Ieri sembrava che il compromesso si potesse raggiungere, estendendo la “lunga durata” a tutti i processi per mafia e per terrorismo (ma qualcuno vuole ancora ampliare aggiungendoci la corruzione nella pubblica amministrazione). Ovviamente si va al di là dei reati di omicidio che già sono imprescrittibili e così un qualche rischio c’è, perché non si può escludere che per avere più tempo a disposizione si etichettino come mafia e terrorismo anche fattispecie quantomeno dubbie sotto quel profilo: anche qui storie già viste.

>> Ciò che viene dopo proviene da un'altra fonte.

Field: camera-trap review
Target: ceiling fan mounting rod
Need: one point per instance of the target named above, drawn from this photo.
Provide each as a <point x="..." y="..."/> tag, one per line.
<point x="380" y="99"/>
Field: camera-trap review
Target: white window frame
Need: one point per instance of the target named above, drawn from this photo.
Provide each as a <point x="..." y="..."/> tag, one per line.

Tuttavia se si riuscisse a chiudere su questo compromesso non sarebbe neppure male. Fissato che nella “normalità” il procedimento penale deve chiudersi in tempi ragionevoli e fissati, si genererà, grazie all’evoluzione del costume giuridico e delle sensibilità (il populismo giustizialista progressivamente sarà messo in un angolo), una tendenza predominante a parametrarsi su quanto stabilisce la riforma Cartabia. Non sarà facile, perché è evidente che sono all’opera le consuete spinte ad approfittare della situazione da parte degli irriducibili dei due fronti, ma è da sperare che il vincolo esterno del Recovery europeo conduca tutti a più miti pretese.

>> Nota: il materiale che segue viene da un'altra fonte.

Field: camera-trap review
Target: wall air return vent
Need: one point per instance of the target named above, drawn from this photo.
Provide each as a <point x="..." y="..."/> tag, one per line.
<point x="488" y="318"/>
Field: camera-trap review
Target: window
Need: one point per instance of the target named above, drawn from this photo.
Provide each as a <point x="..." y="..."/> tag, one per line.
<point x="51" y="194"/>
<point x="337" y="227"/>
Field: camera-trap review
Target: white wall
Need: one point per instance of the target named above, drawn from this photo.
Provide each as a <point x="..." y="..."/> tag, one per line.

Per la verità siamo colpiti dal fatto che troppi esponenti politici, ma anche magistrati, commentatori, ecc., non valutino il danno di immagine verso l’Europa (e non solo) che questo dibattito comporta: già non siamo considerati il paese dell’efficienza, ci mancava solo che ci fosse chi sostiene ufficialmente che da noi sia impossibile almeno nel settore della giustizia puntare ad essere normali.

Del resto non c’è da meravigliarci viste le difficoltà complessive che ci sono in tanti altri campi. Prendete il provvedimento sulla concorrenza che deve anch’esso andare in aula entro questo mese. Anche qui sono anni che la UE ci chiede di mettere un po’ di razionalità in prassi e normative che tendono a favorire competizioni chiuse nel circuito degli “amici” di chi gestisce i bandi e sono anni che non si fanno passi avanti (qualcuno ricorda la direttiva Bolkenstein sulle concessioni balneari?). Pure in questi casi tutto viene bloccato col terrorismo sui vantaggi che si darebbero alle mafie e ai cartelli se si arrivasse ad aprire il mercato dei servizi pubblici alla libera concorrenza.

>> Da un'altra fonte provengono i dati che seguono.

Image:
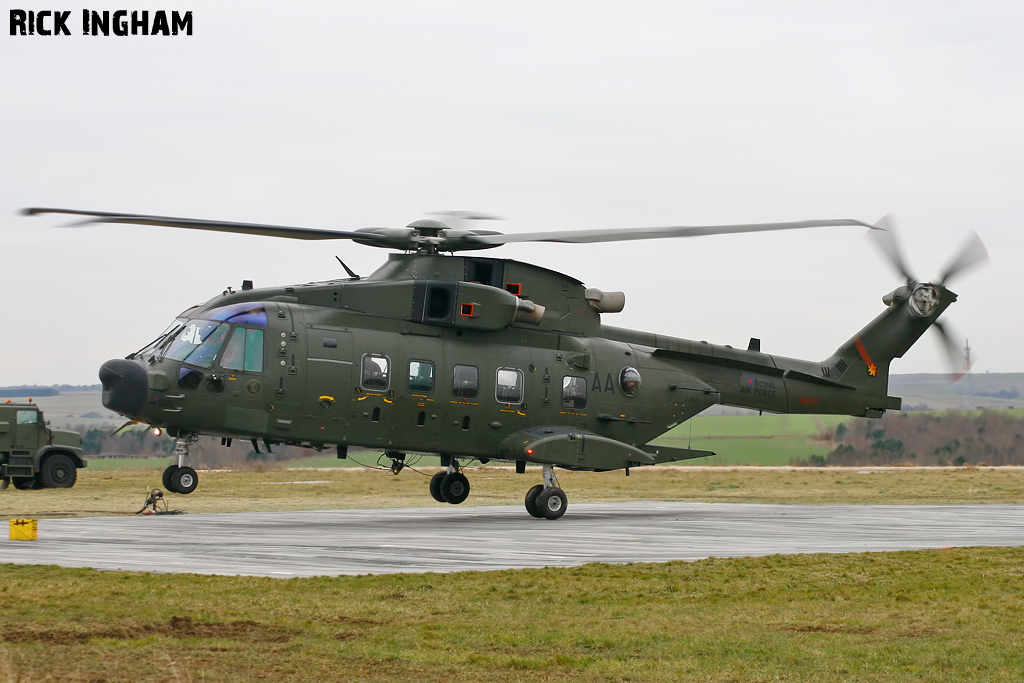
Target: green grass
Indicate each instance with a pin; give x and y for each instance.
(756, 425)
(753, 451)
(933, 615)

Qualche problema c’è di sicuro, ma non è certo combattendo quei fenomeni colla limitazione o colla complicazione del sistema delle assegnazioni per concorrenza che si tutelano le possibilità dei cittadini di avere migliori servizi a costi più contenuti.

Si può andare avanti in questo elenco, ma basterà chiedersi cosa succederà quando a settembre dovremo affrontare i temi della riforma del fisco e di quella della pubblica amministrazione. Non ci vuol molto a capire che su questioni così delicate non si andrà avanti se non si arriva ad un contesto dove si condividono almeno i quadri generali e si smette di inseguire ogni frammento di consenso da parte delle lobby.

Da questo punto di vista quanto sta succedendo col green pass e con le normative per il contenimento dell’epidemia è indicativo. Che senso ha difendere la libertà altrui di considerare un proprio errore come una verità che gli altri devono accettare? Se si dice che chiunque ha diritto di sostenere che 2+2=6 ci può anche stare, ma sarebbe un disastro se ciò significasse che allora gli è consentito di non accettare tutti i calcoli in cui 2+2=4, cioè le regole vigenti e normali che consentono di gestire i rapporti di una collettività. Eppure, se ci pensate, una parte non piccola della classe politica, ma anche dei talk show e dei media è esattamente quel che sta facendo.

Difficile promuovere rinascita e resilienza se non si affrontano questi problemi alla radice.